By 2011, device reputation and fraud protection firm iovation had a legacy Oracle database that was beginning to show its limits. With that monolithic system it faced steep licensing and service costs, no effective scaling options, and monthly maintenance that required downtime.
The leadership at iovation decided to upgrade to an open-source stack including Apache Cassandra, which they chose for its linear scaling capability and fault tolerance. When they completed the project in 2013, iovation had a redundant, distributed system with three data centers and a set of new features, in addition to device reputation management, faster processing times, and a 600% increase in traffic volume.
Oracle: prohibitive cost and maintenance downtime
“When I got here in 2008,” said iovation CTO Scott Waddell, “iovation had grown up on a pretty monolithic Oracle infrastructure, where most of the business logic lived in PL/SQL code, in the Oracle database.”
“Every time that we had something to update, enhance, or fix with Oracle, we had to take the whole service down for an hour because the code basically is the data, and we had to do things to Oracle, including maintenance, that required the service to be fully off-line,” explained Waddell.
The downtime maintenance took place on a monthly basis, which according to Waddell, “our customers didn’t exactly love.” Considering a new database infrastructure, Waddell added that “I did not want to have to take the service down in order to do surgical enhancements to individual components.”
“As our business grew, we began to look at what it was going to cost to scale our infrastructure,” said Waddell, “with an eye on what the cost model would look like over time, how we were going to make this more robust and reliable, and keep up with traffic.”
“We have really made a concerted effort over the last several years to completely move away from Oracle to an open-source stack,” added Waddell. And in going with open-source Apache Cassandra, Waddell explained that “we were looking at, literally, a difference of seven or eight times in cost, compared to growing on Oracle technologies.”
Seeking scalability, availability, flexibility, and less cost
For the shift to open source, Waddell said the “business drivers were scalability, availability, agility, and flexibility on the development side. And in the long run — cost. I need cost to be able to scale roughly with service growth, and I need to avoid this vendor lock-in situation (with Oracle) that makes me susceptible to predatory pricing.”

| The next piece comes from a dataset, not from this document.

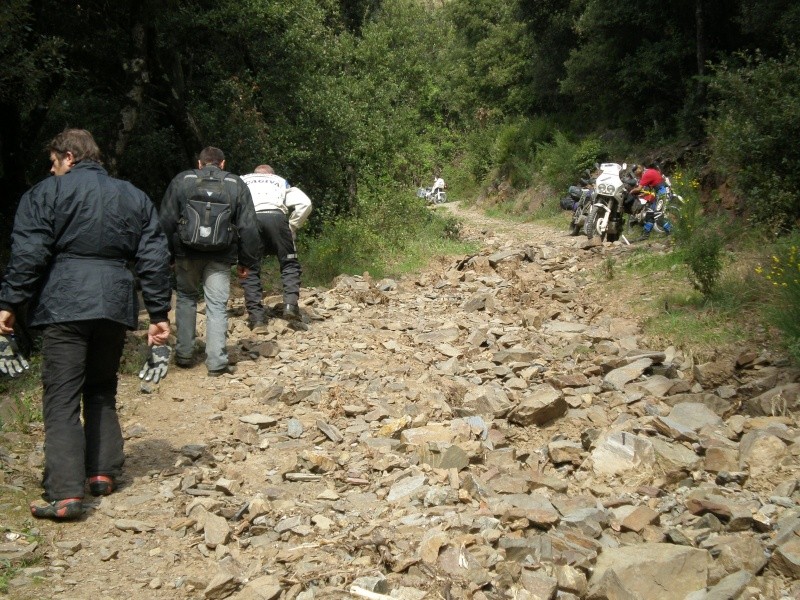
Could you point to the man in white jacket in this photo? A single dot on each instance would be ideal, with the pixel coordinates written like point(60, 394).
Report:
point(281, 210)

Waddell told me iovation’s device reputation solution takes encrypted customer data and feeds it “into a highly available, horizontally scaling data store, which was ultimately chosen to be Apache Cassandra. And then we front that with relational databases where needed, to build data marts that are application-specific.”
He noted that Cassandra provides “a lot of the agility, flexibility, and development to be able to go in and do surgical things to this service-oriented architecture, instead of having the Oracle monolith to battle that we had in the past.”
Choosing Cassandra: linear scaling and fault tolerance
Waddell and his IT team chose Apache Cassandra for two key reasons.
“First, it is well known to support linear scaling,” said Waddell. “So it’s a clustered, service system, where the data, rather than living on a large storage-array network, is now stored across clustered nodes. This means individual servers now have the data.”
“Secondly, that data is replicated across nodes in a fault-tolerant way,” added Waddell. “If individual nodes drop out across the cluster, you still have that data across other nodes, and it is very tunable, and configurable, to fit the designs of the specific service that you are building. So there’s a lot of flexibility.”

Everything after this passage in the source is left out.